Sir Crispin Tickell: Environmental Pioneer
In the past half century, Sir Crispin Tickell has alerted political leaders and the public of the potential threat posed by climate change and the need for international cooperation in responding. From his first assignment as a British diplomat in 1954 when he had responsibility for the British Antarctic Territory, he has developed an intense interest in climate related concerns. Although Sir Crispin comes from a family with a distinguished history in both science and literature, his formal training at University of Oxford was more in history and public policy. His great intellectual curiosity, however, has driven him to develop a remarkable grasp both of climate science and of the potential challenges disruptive climate change could pose to humanity and to vital ecosystems.
In 1977, Sir Crispin’s book, Climatic Change and World Affairs, both described the influence of climate on human history and alerted decision makers to the possibility that human activity could profoundly alter the global climate. In the early 1980s when he was serving as British Ambassador to Mexico, Sir Crispin spoke on climate change at UNAM. During his service from 1987 to 1990 as Permanent Representative from the United Kingdom to the United Nations he played a key role in moving climate protection to the United Nations agenda. Sir Crispin’s close relationship with the Climate Institute began in June 1988 when he was the luncheon speaker at a climate change symposium organized by the Climate Institute for UN Missions under auspices of UNEP. A few months later he joined the Board of the Climate Institute and has been an active member since. In September 1990, a few days after retiring from the British diplomatic service, Sir Crispin became Chairman of the Climate Institute, a post he held until November 2002 when he became Chairman Emeritus. With Sir Crispin as Chairman and under auspices of the IPCC and UNEP, the Institute held Presidential and Ministerial briefings on climate change in 22 nations, the first in Mexico at Los Pinos in March 1991. Soon after this Sir Crispin chaired a steering committee of the Climate Institute overseeing a major study of an emerging environmental refugee challenge. During three years of his service as Climate Institute Chairman, Sir Crispin was President of the Royal Geographical Society.
No one has exemplified the international nature of the climate challenge and the need to work across national boundaries more than Sir Crispin. He has been an advisor on climate change and global environmental issues to Prime Ministers of both major parties within the UK. He was the only non-US citizen to serve on a climate change task force of the US National Academy of Sciences on Policy Implications of Climate Change. Beginning in 1992 he served as a founding member of the China Council for International Cooperation and Development where he advised Chinese leaders on climate and related matters. He currently serves as Co-Chair of the India-EU High Level Dialogue on Climate Change. Yet nowhere has Sir Crispin had a more profound impact in creating public interest in climate protection than in Mexico.

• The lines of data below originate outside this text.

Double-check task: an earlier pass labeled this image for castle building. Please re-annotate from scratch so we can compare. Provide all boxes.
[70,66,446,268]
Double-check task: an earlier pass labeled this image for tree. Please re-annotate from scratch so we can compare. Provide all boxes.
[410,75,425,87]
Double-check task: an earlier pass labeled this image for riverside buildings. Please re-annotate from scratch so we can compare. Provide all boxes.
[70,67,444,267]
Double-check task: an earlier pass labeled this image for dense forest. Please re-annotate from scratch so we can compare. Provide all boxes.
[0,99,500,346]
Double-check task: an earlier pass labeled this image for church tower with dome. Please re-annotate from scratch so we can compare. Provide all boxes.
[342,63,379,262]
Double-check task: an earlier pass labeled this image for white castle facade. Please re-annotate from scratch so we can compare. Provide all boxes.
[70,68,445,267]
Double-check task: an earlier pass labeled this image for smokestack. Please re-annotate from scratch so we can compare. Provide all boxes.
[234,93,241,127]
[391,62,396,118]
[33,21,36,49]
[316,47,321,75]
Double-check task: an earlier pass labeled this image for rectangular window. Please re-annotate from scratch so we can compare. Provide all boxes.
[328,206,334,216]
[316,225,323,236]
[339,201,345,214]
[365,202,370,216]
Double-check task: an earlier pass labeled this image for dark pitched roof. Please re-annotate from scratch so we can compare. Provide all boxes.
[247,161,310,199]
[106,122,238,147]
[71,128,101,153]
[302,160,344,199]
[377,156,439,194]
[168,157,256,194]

The grandfather of three young Mexicans, he has long had a special concern for the environmental future of Mexico. Working with his fellow Board Member, Luis Roberto Acosta, Sir Crispin built strong interest in Mexico’s having the world’s highest climate observatory atop Sierra Negra. At the time he had no idea that this would be named in his honor. Sir Crispin is so highly regarded in Mexico that educational parks and museums sought to link with this effort. The result was the creation of a Tickell Interactive Network on Climate Awareness and Response which links the Tickell Observatory with a growing network of climate theatres in Mexico and internationally. Its purpose is to empower young people to become innovators and problem solvers to address climate change. It is fitting that one of the world’s greatest diplomats has inspired a mass movement that may ultimately bring millions of minds to bear to achieve results far past those possible in international negotiations.